Формула чудес такова: один слушатель в возрасте до шести лет, один чтец, возраст упустим, с интерсными взглядами на жизнь и чувтсвом юмора, хорошее классическое чтиво в современной интерпретации. Правильные слова — и вот вам чудеса и приключения: брутальные принцы, моложавые короли, вредные феи-крестные, злопамятные мачехи и многие другие личности. Готовьте тыкву, мы собираемся на бал!
Пять правил восхождения на трон Ада:1. Забудьте прошлое.2. Выпейте за настоящее.3. Хотите-не хотите, а вспомните прошлое.4. Выпейте теперь за это. (не забудьте замуж выйти!)5. Уберите оставшихся соперников.
Ещё совсем недавно Виктория могла уверенно назвать своё имя, возраст, пол и, так сказать, местообитание. А ещё она стопроцентно была уверена в своей человечности и, что эльфы, гномы и всяка разна другая нелюдь, прерогатива книг в жанре фэнтези. Тем более, какие то непонятные аниморфы... Одна случайная встреча и она непонятно где, непонятно кто и непонятно зачем. Даже возраст непонятный...
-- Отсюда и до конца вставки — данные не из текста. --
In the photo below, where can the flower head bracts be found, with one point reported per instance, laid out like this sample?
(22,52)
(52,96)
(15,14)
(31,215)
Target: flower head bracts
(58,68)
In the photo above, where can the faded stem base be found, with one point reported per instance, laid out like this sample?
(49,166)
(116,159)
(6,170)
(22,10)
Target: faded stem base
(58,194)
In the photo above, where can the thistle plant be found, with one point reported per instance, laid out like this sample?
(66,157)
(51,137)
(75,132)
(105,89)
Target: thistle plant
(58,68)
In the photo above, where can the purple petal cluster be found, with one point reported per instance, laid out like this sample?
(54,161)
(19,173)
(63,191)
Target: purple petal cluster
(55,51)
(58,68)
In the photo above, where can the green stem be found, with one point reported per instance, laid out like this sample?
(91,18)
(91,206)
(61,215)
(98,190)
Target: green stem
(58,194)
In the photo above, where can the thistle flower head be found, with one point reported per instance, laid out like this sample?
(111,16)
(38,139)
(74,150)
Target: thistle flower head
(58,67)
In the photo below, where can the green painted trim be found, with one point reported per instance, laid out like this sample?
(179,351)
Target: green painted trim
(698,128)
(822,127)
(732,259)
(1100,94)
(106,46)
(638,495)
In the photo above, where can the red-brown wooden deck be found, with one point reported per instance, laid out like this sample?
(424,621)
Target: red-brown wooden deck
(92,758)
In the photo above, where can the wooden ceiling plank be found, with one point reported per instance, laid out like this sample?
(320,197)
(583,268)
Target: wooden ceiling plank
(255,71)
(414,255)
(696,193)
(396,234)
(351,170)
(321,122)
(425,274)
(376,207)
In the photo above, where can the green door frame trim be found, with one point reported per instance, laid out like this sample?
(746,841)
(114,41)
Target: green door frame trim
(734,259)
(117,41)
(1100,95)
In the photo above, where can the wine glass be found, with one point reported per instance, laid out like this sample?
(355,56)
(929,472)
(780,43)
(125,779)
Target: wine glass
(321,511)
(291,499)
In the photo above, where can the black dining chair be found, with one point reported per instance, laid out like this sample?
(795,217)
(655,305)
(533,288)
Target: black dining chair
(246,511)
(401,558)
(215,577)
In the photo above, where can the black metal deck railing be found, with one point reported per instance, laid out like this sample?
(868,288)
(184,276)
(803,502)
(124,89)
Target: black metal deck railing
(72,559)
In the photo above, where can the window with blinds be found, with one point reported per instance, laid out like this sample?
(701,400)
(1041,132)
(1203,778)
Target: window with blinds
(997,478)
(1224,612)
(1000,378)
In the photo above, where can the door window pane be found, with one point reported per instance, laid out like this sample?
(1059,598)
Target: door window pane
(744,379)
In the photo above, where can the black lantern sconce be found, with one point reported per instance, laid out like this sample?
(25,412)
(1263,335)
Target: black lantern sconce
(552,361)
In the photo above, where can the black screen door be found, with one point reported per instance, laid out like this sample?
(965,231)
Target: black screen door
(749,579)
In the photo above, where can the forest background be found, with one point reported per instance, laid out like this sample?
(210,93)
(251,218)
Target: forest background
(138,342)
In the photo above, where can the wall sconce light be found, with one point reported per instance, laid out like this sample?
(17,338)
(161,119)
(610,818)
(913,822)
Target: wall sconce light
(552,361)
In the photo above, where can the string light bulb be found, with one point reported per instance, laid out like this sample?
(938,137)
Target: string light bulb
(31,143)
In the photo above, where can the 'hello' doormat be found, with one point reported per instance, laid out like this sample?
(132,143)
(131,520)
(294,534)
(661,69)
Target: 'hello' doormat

В застывшем воздухе — дымы пожарищ. Бреду по раскисшей дороге. Здесь до меня прошли мириады ног. И после будут идти — литься нескончаемым потоком… Рядом жадно чавкает грязь. — тоже кто-то идет. И кажется не один. Если так, то мне остается только позавидовать счастливому попутчику. Ибо неизбывное одиночество сжигает мою душу и нет сил противостоять этому пламени.Ненависть повисла над дорогой, обнажая гнилые, побуревшие от крови клыки. Безысходность… Я не могу идти дальше, я обессилел. Но… все-таки иду. Ибо в движении — жизнь.